Rock’n Rolles Coaster avec Aerosmith
En el día de mi cumpleaños…también me equivoco. La montaña rusa mezcla luces, oscuridad y es imposible cerrar los ojos, porque da más miedo... ¡Ah! Y por supuesto, a mis hijas les encantó.

Rock’n Rolles Coaster avec Aerosmith

Rock’n Rolles Coaster avec Aerosmith
Hay que descansar, quizás en Armagedón pueda dejar de temblar. Nos regalan la experiencia de “viajar” en una nave que choca contra un meteorito… Y claro, las cosas se empiezan a caer…los caños es empiezan a romper…¡las luces de emergencia se encienden! ¡las sirenas de emergencia suenan! ¡Fuego! ¡Fuego! ¡Humo!...¡Ay! La puta madre…tengo que admitir que eso fue muy real... sin embargo no me olvidé que estaba dentro de un simulador. Por lo menos, no bajé temblando.

Entrada de Armagedón
Por suerte, hubo tiempo para relajarse; estuvimos uno hora esperando para subir al RC Racer.
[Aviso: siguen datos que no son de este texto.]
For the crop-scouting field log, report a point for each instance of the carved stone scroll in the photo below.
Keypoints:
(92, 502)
Es como una hamaca gigante, donde el autito de The Cars nos lleva.   Y el estómago se me pegó a la garganta… ¡es que me despego del asiento!
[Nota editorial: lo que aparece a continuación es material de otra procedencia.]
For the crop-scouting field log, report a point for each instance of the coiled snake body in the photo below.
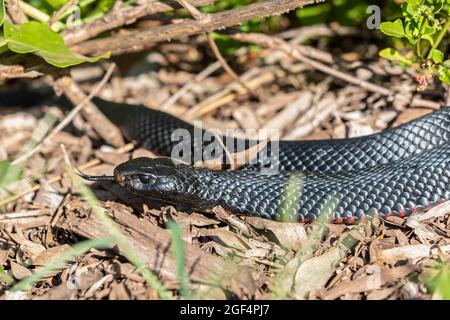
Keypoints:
(396, 172)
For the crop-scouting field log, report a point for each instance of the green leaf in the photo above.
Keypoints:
(444, 74)
(437, 56)
(394, 55)
(36, 37)
(9, 173)
(394, 29)
(2, 12)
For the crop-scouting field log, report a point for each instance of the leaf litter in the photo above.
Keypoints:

Estamos en el parque de Toy Story
Bajamos y vemos a Buzz light year sacándose fotos.

Buzz light year
Nos queda una montaña rusa que conocer: Crush’s Coaster… Con la tortuga de “Buscando a Nemo” no se puede esperar otra cosa más que un paseo por el río Limay haciendo rafting… Nada más alejado de mi imaginación…ahora entiendo la preocupación de Marlín al querer entrar a la C.A.O. (Corriente Australiana Oriental)…literalmente, nos pusimos en las escamas del otro… Así que como diría Crush: gózala….

 
Crush’s Coaster

Salimos muertos de risa, y encontramos a Minnie y Mickey sacándose fotos, pero ya era muy tarde para esperar una hora y sacarme más fotos.  Y además, las nenas querían volver a “Tower of Terror”… ¿por qué?  ¿Por qué?  Sólo un desquiciado querría volver a subir a un elevador que, evidentemente, no anda bien.  Pero… ¡quién sabe cuándo volveremos!  Así que, volvimos…nosotros, los desquiciados.

 
Después de eso, fuimos al “Restaurant of the Stars” que tienen un servicio de buffet exquisito. Por supuesto, con Remi en la cocina, probé el Ratatouille…y unas costillitas de cerdo que se desarmaban en la boca.  Y para finalizar, una porción de selva negra…
Restaurant of the Stars
 
Ya eran las 16 horas y comienza el desfile en este parque. Y nos quedamos a ver. Hay que saludar a los que desfilan…
Monsters Inc

Los malos también desfilan
 
Nosotros nos vamos desfilando a la salida…aunque no me quiero ir. Este mundo de ilusión y fantasías me refresca la cabeza y renueva la esperanza de construir algo mejor.